Die zunehmende soziale und politische Krise kann nur durch die bewusste Intervention der Arbeiterklasse in das politische Geschehen gelöst werden.

Die SEP kämpft dafür, eine revolutionäre Massenbewegung der Arbeiterklasse aufzubauen. Ihr Ziel ist nichts Geringeres als die Umgestaltung der Gesellschaft von oben bis unten, um soziale Bedürfnisse statt privatem Profitstreben zu befriedigen.

Wir kämpfen für eine Arbeiterregierung, die eine sozialistische Politik umsetzen wird. Dazu gehört die Überführung der Banken und Konzerne in öffentliches Eigentum unter demokratischer Kontrolle der Arbeiter. Billionen Dollar müssen bereitgestellt werden, um eine allgemeine, kostenlose und qualitativ hochwertige Gesundheitsversorgung und Bildung zu finanzieren und um allen Arbeitern das soziale Recht auf gut bezahlte Vollzeitarbeitsplätze zu garantieren.

Der Militär- und Geheimdienstapparat, der benutzt wurde, um räuberische Kriege im Ausland zu führen und die Arbeiterklasse im Inland zu unterdrücken, muss aufgelöst werden. Die Milliarden, die diesen Kriegs- und Unterdrückungsinstrumenten zugewiesen wurden, sollten umverteilt werden, um die soziale Krise der Arbeiterklasse zu bewältigen.

Dies ist ein globaler Kampf. Deshalb erfordert er die Vereinigung der Arbeiter auf der ganzen Welt gegen den Nationalismus, den die herrschende Klasse schürt, um die Arbeiterklasse zu spalten. Die SEP verteidigt als einzige Partei das Recht aller Menschen, zu leben und zu arbeiten, wo immer sie wollen, mit allen staatsbürgerlichen Rechten. Sie steht damit im Gegensatz zu dem reaktionären Programm des Grenzschutzes, das alle anderen Parteien verteidigen.

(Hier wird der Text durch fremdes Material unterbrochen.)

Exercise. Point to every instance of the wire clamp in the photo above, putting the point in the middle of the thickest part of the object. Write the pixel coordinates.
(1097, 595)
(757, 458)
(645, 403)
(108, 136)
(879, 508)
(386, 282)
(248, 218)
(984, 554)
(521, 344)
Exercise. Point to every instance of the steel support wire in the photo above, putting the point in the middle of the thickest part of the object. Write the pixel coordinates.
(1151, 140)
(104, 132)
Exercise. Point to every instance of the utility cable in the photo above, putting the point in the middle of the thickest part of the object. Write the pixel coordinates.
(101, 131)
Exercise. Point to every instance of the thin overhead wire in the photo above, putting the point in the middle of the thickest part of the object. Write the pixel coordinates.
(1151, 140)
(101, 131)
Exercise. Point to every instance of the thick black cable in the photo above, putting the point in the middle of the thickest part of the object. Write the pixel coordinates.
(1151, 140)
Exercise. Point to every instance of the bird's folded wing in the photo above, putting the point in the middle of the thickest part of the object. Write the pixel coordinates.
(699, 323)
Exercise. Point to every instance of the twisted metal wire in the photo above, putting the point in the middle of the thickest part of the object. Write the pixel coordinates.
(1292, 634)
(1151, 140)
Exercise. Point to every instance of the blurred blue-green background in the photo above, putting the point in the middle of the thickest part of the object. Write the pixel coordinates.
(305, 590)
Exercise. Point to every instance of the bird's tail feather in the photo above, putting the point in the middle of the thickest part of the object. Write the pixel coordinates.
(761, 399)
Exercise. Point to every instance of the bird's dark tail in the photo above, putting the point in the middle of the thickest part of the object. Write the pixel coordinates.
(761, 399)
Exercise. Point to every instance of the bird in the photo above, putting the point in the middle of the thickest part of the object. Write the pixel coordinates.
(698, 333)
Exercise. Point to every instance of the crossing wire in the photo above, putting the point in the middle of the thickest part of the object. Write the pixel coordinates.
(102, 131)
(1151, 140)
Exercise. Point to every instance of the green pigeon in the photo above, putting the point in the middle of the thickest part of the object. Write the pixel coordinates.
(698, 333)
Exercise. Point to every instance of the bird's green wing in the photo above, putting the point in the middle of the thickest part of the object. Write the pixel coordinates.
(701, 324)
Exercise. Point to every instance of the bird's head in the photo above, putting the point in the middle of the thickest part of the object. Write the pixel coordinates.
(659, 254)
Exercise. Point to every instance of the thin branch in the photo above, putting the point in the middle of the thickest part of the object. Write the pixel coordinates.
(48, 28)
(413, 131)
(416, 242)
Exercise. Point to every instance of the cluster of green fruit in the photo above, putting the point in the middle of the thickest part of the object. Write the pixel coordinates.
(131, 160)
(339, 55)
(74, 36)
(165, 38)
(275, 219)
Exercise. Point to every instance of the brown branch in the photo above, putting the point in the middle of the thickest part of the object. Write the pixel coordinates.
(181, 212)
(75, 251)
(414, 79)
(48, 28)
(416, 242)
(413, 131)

In dieser Wahl appelliert die SEP an die Arbeiter, für unsere Kandidaten im Senat und im Repräsentantenhaus zu stimmen. Die SEP tritt zur Senatswahl in New South Wales (NSW) und Victoria an. Außerdem kandidiert sie für Sitze im Repräsentantenhaus, und zwar in den Wahlkreisen Parramatta (Sydney), Hunter (bei Newcastle), Calwell (Melbourne) und Oxley (Brisbane).

Die SEP spricht keine Empfehlungen für irgendeine andere Partei aus, ebenso wenig beteiligt sie sich an der Art von Kuhhandel, die für alle anderen Parteien in der Wahl typisch ist.

Aufgrund des undemokratischen verpflichtenden Präferenzsystems sollten alle, die eine gültige Stimme für die SEP abgeben wollen, eine „Eins“ neben unsere Kandidaten setzen und dann die restlichen Präferenzen verteilen, wie es die australische Wahlkommission vorschreibt.

Vor allem appellieren wir an alle Studenten, Jugendlichen und Arbeiter, die für eine Zukunft ohne Krieg, Diktatur, Austerität und Kapitalismus kämpfen wollen, das Programm der SEP zu studieren, unserer Partei beizutreten und sie zur neuen revolutionären Führung der Arbeiterklasse aufzubauen.